Prólogo: Romance Úrsula –
Fragmento
Maria Firmina dos Reis
[...]
Mesquinho e humilde livro é este que
vos apresento, leitor. Sei que passará entre o indiferentismo glacial de uns e
o riso mofador de outros, e ainda assim o dou a lume.
Não é a vaidade de adquirir nome que me
cega, nem o amor próprio de autor. Sei que pouco vale este romance, porque
escrito por uma mulher, e mulher brasileira, de educação acanhada e sem o trato
e conversação dos homens ilustrados, que aconselham, que discutem e que
corrigem, com uma instrução misérrima, apenas conhecendo a língua de seus pais,
e pouco lida, o seu cabedal intelectual é quase nulo.
[...]
Então por que o publicas? – Perguntará o
leitor.
Como uma tentativa, e mais ainda, por
este amor materno, que não tem limites, que tudo desculpa – os defeitos, os
achaques, as deformidades do filho – e gosta de enfeitá-lo e aparecer em toda a
parte, mostrá-lo a todos os conhecimentos e vê-lo mimado e acariciado.
O nosso romance, gerou-o a imaginação,
e não no soube colorir, nem aformosentar.
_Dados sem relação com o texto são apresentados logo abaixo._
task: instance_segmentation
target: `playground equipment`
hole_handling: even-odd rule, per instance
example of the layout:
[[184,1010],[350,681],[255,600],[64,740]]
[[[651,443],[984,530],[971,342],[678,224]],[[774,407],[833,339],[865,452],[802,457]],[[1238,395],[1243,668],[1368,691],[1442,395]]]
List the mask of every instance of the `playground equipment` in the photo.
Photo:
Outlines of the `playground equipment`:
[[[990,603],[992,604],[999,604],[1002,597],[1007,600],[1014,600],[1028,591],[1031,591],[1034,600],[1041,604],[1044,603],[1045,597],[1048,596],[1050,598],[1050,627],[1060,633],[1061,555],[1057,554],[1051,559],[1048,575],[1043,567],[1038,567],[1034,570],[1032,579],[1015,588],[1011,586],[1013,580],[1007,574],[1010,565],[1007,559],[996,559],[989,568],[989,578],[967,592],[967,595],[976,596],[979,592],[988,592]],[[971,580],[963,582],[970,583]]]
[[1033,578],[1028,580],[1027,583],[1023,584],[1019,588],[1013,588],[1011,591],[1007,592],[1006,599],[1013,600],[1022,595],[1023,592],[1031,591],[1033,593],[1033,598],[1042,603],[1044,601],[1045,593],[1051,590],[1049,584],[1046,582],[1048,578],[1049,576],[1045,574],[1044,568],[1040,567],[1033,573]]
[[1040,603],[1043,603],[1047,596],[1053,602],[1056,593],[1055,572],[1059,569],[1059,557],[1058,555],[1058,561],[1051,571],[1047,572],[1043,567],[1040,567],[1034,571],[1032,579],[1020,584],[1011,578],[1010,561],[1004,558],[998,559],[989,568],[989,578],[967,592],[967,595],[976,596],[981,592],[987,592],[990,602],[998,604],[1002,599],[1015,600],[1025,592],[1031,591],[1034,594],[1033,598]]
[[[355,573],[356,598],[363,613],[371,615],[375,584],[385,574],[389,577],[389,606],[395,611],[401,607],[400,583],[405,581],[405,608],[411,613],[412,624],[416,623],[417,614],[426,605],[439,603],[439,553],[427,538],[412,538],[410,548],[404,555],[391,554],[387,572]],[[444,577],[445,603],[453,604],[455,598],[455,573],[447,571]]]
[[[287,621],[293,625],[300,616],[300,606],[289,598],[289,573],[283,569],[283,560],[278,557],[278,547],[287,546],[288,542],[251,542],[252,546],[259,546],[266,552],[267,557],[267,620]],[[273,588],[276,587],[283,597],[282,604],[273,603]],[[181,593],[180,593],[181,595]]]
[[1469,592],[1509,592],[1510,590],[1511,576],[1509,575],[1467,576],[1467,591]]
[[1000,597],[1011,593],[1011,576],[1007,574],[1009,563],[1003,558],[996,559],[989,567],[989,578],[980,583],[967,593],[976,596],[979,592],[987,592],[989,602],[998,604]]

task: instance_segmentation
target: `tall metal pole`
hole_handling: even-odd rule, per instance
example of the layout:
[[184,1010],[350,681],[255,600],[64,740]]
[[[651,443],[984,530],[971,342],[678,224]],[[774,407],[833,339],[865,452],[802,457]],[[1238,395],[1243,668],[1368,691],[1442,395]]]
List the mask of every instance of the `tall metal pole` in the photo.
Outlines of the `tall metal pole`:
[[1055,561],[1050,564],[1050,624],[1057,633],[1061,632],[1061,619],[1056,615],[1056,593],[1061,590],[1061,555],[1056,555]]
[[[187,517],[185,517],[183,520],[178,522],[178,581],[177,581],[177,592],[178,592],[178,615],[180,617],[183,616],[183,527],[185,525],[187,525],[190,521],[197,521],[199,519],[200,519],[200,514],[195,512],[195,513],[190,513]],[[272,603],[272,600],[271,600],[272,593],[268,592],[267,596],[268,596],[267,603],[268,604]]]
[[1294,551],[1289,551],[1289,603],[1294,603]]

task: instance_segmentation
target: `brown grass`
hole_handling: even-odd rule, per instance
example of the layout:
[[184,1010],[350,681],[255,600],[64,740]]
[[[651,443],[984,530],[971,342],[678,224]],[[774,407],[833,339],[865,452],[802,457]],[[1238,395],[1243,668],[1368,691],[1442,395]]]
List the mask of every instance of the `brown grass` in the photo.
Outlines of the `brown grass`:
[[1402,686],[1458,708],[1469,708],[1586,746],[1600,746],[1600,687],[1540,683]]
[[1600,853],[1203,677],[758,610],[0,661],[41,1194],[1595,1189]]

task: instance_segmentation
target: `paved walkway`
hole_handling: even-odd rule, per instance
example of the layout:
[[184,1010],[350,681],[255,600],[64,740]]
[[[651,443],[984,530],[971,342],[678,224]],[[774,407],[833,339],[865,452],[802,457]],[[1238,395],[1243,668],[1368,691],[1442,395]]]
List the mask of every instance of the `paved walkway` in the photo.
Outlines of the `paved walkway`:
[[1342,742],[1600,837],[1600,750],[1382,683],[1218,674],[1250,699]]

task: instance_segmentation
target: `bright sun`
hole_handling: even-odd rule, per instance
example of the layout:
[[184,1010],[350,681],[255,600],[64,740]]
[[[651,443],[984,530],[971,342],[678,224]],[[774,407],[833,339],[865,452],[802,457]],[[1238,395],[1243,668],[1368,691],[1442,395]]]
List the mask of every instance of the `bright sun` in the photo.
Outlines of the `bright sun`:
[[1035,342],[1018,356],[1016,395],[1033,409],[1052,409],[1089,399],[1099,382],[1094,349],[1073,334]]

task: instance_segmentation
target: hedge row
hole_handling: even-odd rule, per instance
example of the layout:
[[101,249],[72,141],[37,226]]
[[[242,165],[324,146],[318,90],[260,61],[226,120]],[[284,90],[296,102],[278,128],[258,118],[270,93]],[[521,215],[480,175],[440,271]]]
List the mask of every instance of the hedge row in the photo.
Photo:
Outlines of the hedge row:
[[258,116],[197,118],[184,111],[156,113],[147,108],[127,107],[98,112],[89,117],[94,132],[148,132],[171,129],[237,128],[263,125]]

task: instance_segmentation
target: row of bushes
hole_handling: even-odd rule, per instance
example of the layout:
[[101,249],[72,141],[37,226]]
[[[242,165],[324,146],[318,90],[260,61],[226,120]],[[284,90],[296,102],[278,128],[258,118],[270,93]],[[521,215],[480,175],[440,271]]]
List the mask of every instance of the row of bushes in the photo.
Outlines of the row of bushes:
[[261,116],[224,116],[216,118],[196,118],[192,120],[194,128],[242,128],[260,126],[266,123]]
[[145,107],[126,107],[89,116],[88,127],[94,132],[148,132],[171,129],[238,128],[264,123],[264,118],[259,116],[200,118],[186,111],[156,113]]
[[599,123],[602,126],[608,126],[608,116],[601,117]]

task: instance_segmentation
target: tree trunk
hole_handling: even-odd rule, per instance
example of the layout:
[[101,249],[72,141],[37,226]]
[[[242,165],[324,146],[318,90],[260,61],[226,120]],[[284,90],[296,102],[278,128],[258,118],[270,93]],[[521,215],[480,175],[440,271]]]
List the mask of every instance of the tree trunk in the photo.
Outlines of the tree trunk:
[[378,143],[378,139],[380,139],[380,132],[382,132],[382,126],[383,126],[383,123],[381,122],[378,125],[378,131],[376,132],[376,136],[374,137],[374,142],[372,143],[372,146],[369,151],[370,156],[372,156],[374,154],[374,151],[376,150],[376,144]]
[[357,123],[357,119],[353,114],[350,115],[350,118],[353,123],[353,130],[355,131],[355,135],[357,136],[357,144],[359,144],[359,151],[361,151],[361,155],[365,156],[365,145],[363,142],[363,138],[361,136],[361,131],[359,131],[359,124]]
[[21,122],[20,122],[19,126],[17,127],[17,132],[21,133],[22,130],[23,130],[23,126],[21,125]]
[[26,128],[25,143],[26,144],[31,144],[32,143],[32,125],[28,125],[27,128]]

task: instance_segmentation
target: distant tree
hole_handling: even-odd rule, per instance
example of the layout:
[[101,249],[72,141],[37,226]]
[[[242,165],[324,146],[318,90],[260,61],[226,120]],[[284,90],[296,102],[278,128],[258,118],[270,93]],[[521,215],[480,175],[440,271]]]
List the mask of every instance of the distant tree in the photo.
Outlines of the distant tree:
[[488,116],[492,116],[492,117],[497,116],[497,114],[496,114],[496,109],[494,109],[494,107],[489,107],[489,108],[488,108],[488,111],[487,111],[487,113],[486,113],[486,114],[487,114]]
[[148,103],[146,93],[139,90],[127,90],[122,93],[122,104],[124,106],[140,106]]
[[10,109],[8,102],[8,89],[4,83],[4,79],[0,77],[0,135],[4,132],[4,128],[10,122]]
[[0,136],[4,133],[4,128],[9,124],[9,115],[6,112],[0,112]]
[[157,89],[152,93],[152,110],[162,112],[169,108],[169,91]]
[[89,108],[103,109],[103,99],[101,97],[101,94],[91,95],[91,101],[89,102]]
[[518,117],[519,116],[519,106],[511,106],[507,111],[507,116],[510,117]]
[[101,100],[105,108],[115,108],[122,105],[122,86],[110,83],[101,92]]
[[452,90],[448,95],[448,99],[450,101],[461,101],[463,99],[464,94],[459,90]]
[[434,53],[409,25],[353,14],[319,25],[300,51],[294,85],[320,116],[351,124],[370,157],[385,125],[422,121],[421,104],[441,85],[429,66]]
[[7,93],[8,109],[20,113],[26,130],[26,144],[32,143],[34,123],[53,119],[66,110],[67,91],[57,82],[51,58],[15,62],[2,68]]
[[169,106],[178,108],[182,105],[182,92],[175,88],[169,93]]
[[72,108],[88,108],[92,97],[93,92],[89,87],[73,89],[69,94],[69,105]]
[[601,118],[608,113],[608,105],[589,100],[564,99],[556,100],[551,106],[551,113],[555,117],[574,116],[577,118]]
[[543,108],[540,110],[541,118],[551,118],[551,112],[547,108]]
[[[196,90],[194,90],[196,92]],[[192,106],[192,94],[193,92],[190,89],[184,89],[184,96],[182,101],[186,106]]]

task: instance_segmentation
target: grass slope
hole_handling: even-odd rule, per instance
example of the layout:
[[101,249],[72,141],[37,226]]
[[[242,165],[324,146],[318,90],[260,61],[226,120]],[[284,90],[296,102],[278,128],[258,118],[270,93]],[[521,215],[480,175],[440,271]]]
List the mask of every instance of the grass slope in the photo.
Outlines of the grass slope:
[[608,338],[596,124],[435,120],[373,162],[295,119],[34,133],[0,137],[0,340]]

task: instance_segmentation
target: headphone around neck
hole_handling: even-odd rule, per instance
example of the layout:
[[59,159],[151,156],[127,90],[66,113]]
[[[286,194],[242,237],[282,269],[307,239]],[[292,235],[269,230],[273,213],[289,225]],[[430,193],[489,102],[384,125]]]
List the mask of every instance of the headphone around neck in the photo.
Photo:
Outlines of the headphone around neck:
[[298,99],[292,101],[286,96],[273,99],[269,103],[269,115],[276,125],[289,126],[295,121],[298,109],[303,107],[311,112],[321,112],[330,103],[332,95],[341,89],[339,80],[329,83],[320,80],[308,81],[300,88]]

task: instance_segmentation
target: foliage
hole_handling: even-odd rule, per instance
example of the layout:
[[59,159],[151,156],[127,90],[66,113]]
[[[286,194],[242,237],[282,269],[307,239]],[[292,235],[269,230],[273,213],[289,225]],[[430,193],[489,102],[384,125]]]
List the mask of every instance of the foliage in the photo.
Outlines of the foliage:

Pobre avezinha silvestre anda terra a
terra, e nem olha para as planuras onde gira a águia.
[...]
Mas, ainda assim, não o abandoneis na
sua humildade e obscuridade, senão morrerá à míngua, sentido e magoado, só
afagado pelo carinho materno.
Ele
semelha à donzela, que não é formosa porque a natureza negou-lhe as graças
feminis, e que por isso não pode encontrar uma afeição pura, que corresponda ao
afeto da sua alma: mas que, com o pranto de uma dor sincera e viva, que lhe vem
dos seios da alma, onde arde em chamas a mais intensa e abrasadora paixão, e
que embalde quer recolher a corrução, move ao interesse aquele que a desdenhou
e o obriga ao menos a olhá-la com bondade.
[...]
Deixai pois que a minha ÚRSULA, tímida
e acanhada, sem dotes da natureza, nem enfeites e louçanias de arte, caminhe
entre vós.
Não a desprezeis, antes amparai-a nos
seus incertos e titubeantes passos para assim dar alento à autora de seus dias,
que talvez com essa proteção cultive mais o seu engenho, e venha a produzir
cousa melhor, ou quando menos, sirva esse bom acolhimento de incentivo para
outras, que com imaginação mais brilhante, com educação mais acurada, com
instrução mais vasta e liberal, tenham mais timidez do que nós.
[...].
REIS, Maria Firmina
dos. Úrsula. 2. ed. Brasília: Câmara dos Deputados, Edições Câmara, 2019. p.
12-3.
Fonte: Língua
Portuguesa – Estações – Ensino Médio – Volume Único. 1ª edição, São Paulo, 2020
– editora Ática – p. 170-1.
Entendendo o prólogo:
01 – De acordo com o texto,
o que significa a palavra corução?
É uma ave de
hábitos noturnos que se alimenta de insetos.
02 – Qual parece ser o
objetivo do prólogo?
Buscar apresentar
a obra para o leitor, explicar o objetivo de sua publicação e fazer um apelo
para que ele a leia.
03 – Como a autora justifica
a escrita do livro e que ela espera de seus leitores?
A autora afirma
ter escrito o romance como uma tentativa, por amor à escrita. Ela declara que
alguns leitores permanecerão indiferentes ao seu esforço e que outros vão
criticá-la, porque é mulher, brasileira, de pouca instrução. Ainda assim,
espera que acolham o romance, isto é, que o leiam. Ela busca, ainda, poder
melhorar sua técnica a partir da crítica dos leitores e incentivar outras
escritoras a escrever.
04 – O que a autora diz a
respeito do romance?
A autora diz que
o romance é “mesquinho e humilde”, de pouco valor, e que não soube colori-lo
nem enfeitá-lo. Compara sua obra a uma avezinha silvestre, que vive com os pés
no chão e não tem grandes pretensões, e a uma donzela sem beleza ou enfeites,
mas que tem vivacidade e se expressa com toda emoção e sinceridade.
05 – O que é possível
destacar sobre a linguagem da autora já no prólogo?
É possível destacar
o uso da comparação e dos adjetivos para caracterizar o livro e da ironia ao
tratar do olhar de outros escritores e críticos sobre ela.